Tinker Tailor Soldier Spy and Other George Smiley Stories, by John Le Carre


The great ambivalent spy writer.

I listened to the audiobook, in John Le Carre's voice, which is incredible. I personally think there are only two great stories in this collection: The Spy Who Came in From the Cold and Tinker Tailor Soldier Spy, and I wish I'd only listened to those two. But I'm glad I listened to those two.

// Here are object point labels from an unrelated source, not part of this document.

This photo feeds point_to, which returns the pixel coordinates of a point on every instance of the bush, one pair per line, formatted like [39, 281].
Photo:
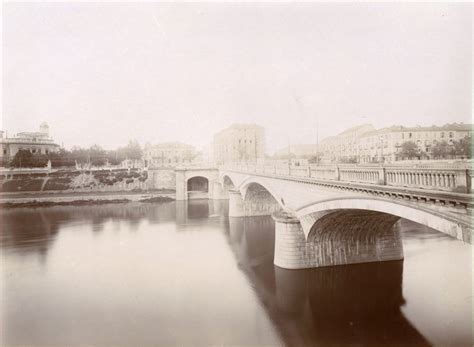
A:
[62, 183]
[22, 185]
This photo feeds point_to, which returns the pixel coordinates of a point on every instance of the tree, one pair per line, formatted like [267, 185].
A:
[442, 150]
[131, 151]
[24, 158]
[349, 160]
[315, 159]
[97, 155]
[463, 147]
[409, 150]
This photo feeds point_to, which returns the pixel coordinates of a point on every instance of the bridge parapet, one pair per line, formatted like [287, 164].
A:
[457, 178]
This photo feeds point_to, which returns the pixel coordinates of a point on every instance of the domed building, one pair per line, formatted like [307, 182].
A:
[36, 142]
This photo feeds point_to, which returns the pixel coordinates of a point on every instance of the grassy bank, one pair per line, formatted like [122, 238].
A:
[37, 203]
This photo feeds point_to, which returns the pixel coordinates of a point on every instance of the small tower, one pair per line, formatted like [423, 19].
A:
[44, 128]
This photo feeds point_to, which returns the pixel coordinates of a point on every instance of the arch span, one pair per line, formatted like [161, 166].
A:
[198, 183]
[252, 199]
[443, 222]
[254, 189]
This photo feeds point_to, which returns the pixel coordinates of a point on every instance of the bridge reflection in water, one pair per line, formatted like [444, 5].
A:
[353, 304]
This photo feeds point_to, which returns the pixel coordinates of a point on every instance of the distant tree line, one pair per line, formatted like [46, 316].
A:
[94, 155]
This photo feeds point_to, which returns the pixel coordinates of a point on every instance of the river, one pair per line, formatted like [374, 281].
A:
[178, 273]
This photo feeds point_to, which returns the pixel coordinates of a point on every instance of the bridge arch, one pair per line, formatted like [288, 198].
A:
[254, 189]
[227, 182]
[313, 215]
[198, 183]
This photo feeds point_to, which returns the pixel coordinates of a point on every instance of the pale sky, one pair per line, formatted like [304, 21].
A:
[104, 73]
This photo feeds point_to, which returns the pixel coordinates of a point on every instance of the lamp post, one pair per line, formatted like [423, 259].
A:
[381, 150]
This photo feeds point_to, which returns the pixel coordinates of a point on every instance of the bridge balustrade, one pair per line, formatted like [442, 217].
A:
[323, 172]
[361, 175]
[447, 180]
[428, 176]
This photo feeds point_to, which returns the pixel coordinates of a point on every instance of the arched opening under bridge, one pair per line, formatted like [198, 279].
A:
[198, 187]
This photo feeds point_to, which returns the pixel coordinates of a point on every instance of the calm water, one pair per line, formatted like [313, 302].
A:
[185, 274]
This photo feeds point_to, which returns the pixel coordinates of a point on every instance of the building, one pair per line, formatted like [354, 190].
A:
[169, 154]
[365, 144]
[385, 145]
[36, 142]
[239, 143]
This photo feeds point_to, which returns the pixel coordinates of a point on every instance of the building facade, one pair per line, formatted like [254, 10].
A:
[239, 143]
[169, 154]
[365, 144]
[38, 142]
[385, 145]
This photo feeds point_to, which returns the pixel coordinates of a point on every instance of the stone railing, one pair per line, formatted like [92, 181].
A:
[457, 178]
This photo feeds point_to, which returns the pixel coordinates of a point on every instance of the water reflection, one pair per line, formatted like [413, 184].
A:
[356, 304]
[163, 250]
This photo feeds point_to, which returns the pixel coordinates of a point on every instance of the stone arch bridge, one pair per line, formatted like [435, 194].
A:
[323, 220]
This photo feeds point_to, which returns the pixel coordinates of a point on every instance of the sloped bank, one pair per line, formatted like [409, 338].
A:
[54, 199]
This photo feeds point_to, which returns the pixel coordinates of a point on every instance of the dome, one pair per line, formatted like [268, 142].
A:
[44, 128]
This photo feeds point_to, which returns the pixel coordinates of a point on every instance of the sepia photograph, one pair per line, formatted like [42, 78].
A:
[236, 173]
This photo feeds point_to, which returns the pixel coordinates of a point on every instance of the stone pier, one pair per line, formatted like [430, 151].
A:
[262, 206]
[338, 238]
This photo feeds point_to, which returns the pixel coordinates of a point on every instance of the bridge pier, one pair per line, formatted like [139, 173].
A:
[219, 192]
[336, 239]
[238, 207]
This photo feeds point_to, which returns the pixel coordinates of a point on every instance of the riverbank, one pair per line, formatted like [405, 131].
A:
[75, 198]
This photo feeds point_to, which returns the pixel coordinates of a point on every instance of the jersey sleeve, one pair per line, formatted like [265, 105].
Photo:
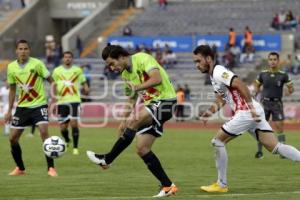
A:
[82, 78]
[259, 78]
[150, 63]
[42, 70]
[287, 79]
[54, 75]
[223, 75]
[10, 76]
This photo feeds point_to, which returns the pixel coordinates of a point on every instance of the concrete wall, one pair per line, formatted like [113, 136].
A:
[32, 25]
[88, 26]
[74, 8]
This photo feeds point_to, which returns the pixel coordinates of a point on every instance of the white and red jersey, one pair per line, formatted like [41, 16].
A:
[221, 80]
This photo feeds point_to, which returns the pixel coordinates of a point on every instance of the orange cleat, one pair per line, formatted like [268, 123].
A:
[52, 172]
[17, 172]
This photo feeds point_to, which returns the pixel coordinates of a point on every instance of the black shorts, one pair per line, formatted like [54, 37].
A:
[24, 117]
[67, 111]
[161, 111]
[274, 108]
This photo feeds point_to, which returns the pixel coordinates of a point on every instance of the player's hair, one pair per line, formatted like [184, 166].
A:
[273, 53]
[68, 52]
[204, 50]
[113, 51]
[22, 41]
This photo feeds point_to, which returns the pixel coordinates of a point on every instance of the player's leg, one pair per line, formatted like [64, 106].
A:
[64, 131]
[74, 125]
[221, 159]
[240, 123]
[267, 111]
[144, 144]
[16, 151]
[277, 118]
[43, 128]
[6, 129]
[63, 119]
[141, 118]
[75, 135]
[271, 143]
[40, 118]
[20, 121]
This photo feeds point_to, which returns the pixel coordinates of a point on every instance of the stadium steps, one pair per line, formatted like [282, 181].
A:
[8, 17]
[117, 21]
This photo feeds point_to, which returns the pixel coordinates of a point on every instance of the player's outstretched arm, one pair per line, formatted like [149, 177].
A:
[215, 107]
[128, 108]
[290, 89]
[154, 80]
[244, 91]
[11, 100]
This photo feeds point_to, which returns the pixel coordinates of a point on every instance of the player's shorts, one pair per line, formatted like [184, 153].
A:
[161, 111]
[24, 117]
[67, 111]
[273, 108]
[242, 122]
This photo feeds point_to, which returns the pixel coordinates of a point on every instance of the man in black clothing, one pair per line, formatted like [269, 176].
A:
[273, 80]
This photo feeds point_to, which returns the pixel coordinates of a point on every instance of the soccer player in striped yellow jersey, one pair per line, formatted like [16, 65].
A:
[27, 75]
[68, 78]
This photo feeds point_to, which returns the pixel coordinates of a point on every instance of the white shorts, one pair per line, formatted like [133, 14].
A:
[242, 122]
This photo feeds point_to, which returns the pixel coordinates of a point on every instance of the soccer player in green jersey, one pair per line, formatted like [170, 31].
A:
[68, 78]
[27, 74]
[145, 78]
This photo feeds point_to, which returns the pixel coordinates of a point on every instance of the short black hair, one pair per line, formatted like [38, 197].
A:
[22, 41]
[273, 53]
[204, 50]
[114, 51]
[68, 52]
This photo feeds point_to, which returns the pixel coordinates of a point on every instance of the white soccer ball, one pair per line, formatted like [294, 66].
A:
[54, 147]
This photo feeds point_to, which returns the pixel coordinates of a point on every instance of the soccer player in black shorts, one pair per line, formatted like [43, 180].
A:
[145, 76]
[272, 82]
[27, 74]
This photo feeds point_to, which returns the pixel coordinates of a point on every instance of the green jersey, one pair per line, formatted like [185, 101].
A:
[142, 63]
[29, 80]
[68, 81]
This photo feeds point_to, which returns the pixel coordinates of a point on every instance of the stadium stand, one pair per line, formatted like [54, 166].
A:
[215, 18]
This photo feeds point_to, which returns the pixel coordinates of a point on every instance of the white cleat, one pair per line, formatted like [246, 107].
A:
[167, 191]
[97, 159]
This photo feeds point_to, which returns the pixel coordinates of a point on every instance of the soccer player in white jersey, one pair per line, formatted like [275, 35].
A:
[248, 116]
[4, 96]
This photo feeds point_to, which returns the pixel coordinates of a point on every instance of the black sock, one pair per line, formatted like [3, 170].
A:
[75, 134]
[281, 137]
[32, 129]
[50, 162]
[17, 155]
[121, 144]
[65, 134]
[156, 169]
[259, 147]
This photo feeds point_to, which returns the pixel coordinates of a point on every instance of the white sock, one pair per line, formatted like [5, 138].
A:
[6, 129]
[221, 161]
[287, 151]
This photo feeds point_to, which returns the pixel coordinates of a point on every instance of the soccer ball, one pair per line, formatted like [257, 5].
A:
[54, 147]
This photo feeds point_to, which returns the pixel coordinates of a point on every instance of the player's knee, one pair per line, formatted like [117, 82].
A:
[13, 140]
[129, 134]
[217, 143]
[75, 131]
[142, 150]
[132, 124]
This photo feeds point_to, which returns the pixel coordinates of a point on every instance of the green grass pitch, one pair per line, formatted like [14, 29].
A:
[186, 155]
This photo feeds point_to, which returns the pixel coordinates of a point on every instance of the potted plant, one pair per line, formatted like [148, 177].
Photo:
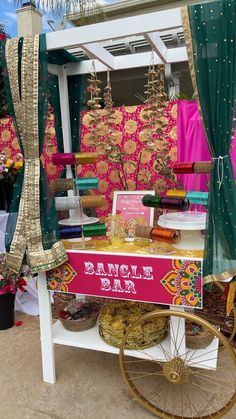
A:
[9, 283]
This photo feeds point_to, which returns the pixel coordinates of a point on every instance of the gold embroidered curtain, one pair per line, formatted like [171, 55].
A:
[32, 229]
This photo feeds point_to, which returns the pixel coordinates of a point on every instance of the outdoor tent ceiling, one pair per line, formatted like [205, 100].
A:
[91, 39]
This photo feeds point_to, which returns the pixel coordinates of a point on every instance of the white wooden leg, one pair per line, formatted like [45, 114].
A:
[177, 332]
[46, 334]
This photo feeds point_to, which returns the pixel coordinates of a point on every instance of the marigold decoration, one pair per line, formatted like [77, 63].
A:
[156, 123]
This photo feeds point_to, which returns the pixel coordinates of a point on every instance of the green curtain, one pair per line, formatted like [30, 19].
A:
[213, 42]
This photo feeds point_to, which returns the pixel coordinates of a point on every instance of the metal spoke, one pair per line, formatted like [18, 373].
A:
[203, 388]
[210, 379]
[205, 360]
[206, 398]
[143, 375]
[199, 356]
[172, 339]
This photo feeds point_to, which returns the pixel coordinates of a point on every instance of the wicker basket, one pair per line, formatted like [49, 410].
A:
[199, 340]
[79, 324]
[116, 317]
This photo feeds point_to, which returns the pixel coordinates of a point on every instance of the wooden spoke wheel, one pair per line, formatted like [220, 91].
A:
[214, 311]
[182, 377]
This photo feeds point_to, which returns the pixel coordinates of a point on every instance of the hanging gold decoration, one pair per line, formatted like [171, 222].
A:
[156, 122]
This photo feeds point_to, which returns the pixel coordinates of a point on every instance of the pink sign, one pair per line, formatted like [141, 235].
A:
[131, 277]
[129, 204]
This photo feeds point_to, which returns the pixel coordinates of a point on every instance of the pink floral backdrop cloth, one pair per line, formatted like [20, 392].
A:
[130, 128]
[192, 145]
[9, 144]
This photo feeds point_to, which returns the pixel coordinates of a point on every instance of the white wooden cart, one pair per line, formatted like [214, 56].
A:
[170, 379]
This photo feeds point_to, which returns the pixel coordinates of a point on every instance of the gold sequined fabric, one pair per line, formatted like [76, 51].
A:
[28, 235]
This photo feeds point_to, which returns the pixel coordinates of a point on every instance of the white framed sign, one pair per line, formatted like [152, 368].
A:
[129, 204]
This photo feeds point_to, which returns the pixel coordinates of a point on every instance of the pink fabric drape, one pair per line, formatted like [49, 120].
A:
[192, 144]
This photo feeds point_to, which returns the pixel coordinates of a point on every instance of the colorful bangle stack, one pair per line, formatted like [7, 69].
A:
[87, 183]
[158, 234]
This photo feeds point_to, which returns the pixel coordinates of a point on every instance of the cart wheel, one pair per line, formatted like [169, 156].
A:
[179, 378]
[212, 314]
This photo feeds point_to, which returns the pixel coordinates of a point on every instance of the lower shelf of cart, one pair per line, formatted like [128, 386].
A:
[90, 339]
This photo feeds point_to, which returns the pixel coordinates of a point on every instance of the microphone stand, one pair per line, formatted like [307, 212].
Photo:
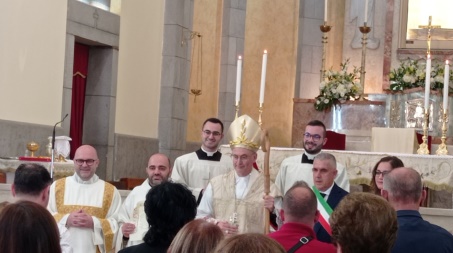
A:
[53, 146]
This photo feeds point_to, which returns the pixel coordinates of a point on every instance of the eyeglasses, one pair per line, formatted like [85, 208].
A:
[89, 162]
[215, 133]
[315, 137]
[383, 173]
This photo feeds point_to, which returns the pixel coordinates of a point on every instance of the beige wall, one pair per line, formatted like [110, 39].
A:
[32, 51]
[273, 26]
[207, 21]
[139, 67]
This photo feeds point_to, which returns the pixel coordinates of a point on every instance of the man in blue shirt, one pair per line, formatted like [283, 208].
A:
[403, 189]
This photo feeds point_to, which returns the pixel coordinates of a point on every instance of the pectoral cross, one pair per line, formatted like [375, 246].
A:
[429, 27]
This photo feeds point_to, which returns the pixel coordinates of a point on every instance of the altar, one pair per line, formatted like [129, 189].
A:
[61, 169]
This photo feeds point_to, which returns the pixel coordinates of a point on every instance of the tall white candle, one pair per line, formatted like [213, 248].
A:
[427, 81]
[238, 80]
[263, 77]
[366, 11]
[446, 84]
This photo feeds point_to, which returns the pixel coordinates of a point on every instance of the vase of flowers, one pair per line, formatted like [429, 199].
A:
[338, 87]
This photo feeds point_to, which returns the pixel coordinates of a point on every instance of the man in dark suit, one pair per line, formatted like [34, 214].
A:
[324, 173]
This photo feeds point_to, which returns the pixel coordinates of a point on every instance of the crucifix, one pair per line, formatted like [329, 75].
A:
[429, 27]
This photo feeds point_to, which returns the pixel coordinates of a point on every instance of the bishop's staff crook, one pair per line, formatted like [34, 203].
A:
[266, 147]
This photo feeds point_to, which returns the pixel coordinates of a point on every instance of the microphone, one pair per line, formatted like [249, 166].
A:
[53, 145]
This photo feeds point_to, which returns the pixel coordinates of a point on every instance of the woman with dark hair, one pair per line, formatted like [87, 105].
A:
[28, 227]
[384, 166]
[196, 236]
[168, 207]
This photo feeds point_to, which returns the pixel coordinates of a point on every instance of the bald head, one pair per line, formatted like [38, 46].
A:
[403, 186]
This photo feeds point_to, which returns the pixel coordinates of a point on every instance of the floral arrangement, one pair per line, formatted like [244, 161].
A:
[338, 87]
[411, 74]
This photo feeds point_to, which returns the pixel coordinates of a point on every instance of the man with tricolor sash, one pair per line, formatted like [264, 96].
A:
[328, 193]
[86, 205]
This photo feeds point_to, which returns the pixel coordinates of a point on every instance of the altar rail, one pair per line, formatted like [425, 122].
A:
[436, 171]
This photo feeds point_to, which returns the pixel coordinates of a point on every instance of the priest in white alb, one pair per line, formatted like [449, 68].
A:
[86, 205]
[235, 201]
[132, 217]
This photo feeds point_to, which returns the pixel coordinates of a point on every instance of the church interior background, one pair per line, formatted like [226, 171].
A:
[157, 69]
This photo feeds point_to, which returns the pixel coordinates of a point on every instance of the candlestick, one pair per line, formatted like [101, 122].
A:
[238, 80]
[427, 81]
[364, 30]
[324, 29]
[263, 77]
[366, 11]
[446, 84]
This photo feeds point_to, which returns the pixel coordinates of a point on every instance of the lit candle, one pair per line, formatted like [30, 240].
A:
[238, 80]
[446, 84]
[366, 11]
[263, 77]
[427, 81]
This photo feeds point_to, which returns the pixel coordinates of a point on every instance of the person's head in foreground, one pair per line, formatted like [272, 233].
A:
[249, 243]
[196, 236]
[364, 222]
[168, 207]
[28, 227]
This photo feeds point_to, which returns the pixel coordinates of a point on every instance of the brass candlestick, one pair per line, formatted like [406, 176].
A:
[442, 149]
[364, 30]
[324, 29]
[423, 148]
[260, 110]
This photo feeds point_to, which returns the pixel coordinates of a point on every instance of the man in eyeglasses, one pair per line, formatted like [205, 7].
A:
[86, 205]
[299, 167]
[196, 169]
[158, 171]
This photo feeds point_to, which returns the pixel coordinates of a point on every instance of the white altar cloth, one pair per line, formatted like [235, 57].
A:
[436, 171]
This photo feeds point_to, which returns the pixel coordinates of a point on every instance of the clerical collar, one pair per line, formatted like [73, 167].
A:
[208, 153]
[209, 156]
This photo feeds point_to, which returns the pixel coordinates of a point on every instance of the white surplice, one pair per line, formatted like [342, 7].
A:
[88, 196]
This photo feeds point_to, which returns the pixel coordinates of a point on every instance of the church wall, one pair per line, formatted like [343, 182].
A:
[139, 68]
[374, 57]
[273, 26]
[32, 48]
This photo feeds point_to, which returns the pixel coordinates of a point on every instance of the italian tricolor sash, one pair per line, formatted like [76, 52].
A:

One of my big obesssions in life is the idea that you can, in fact, live your life wrong: I don't think it's a coincidence that one of my all-time favourite novels, Kazuo Ishiguro's The Remains of the Day, is one of the few works of literature I've ever encountered that takes that idea seriously.  But my main thought coming out of the Smiley novels is that there's a kind of mirror-image phenomenon to this, which is living your life right and being punished for it: that you can do the 100% right thing and spend decades of your life paying the price for it before (in the best case!) being proved right. The background to the Le Carre novels is the bananas true story of Kim Philby and the Cambridge Five, and the people who were right about the Five – possibly including Le Carre? – basically lost their careers over it,

What must it feel like, to have lived like that? To have been right about something important for a very long time? You'll never get the years back, and you'll never get even 1% of the credit you deserve.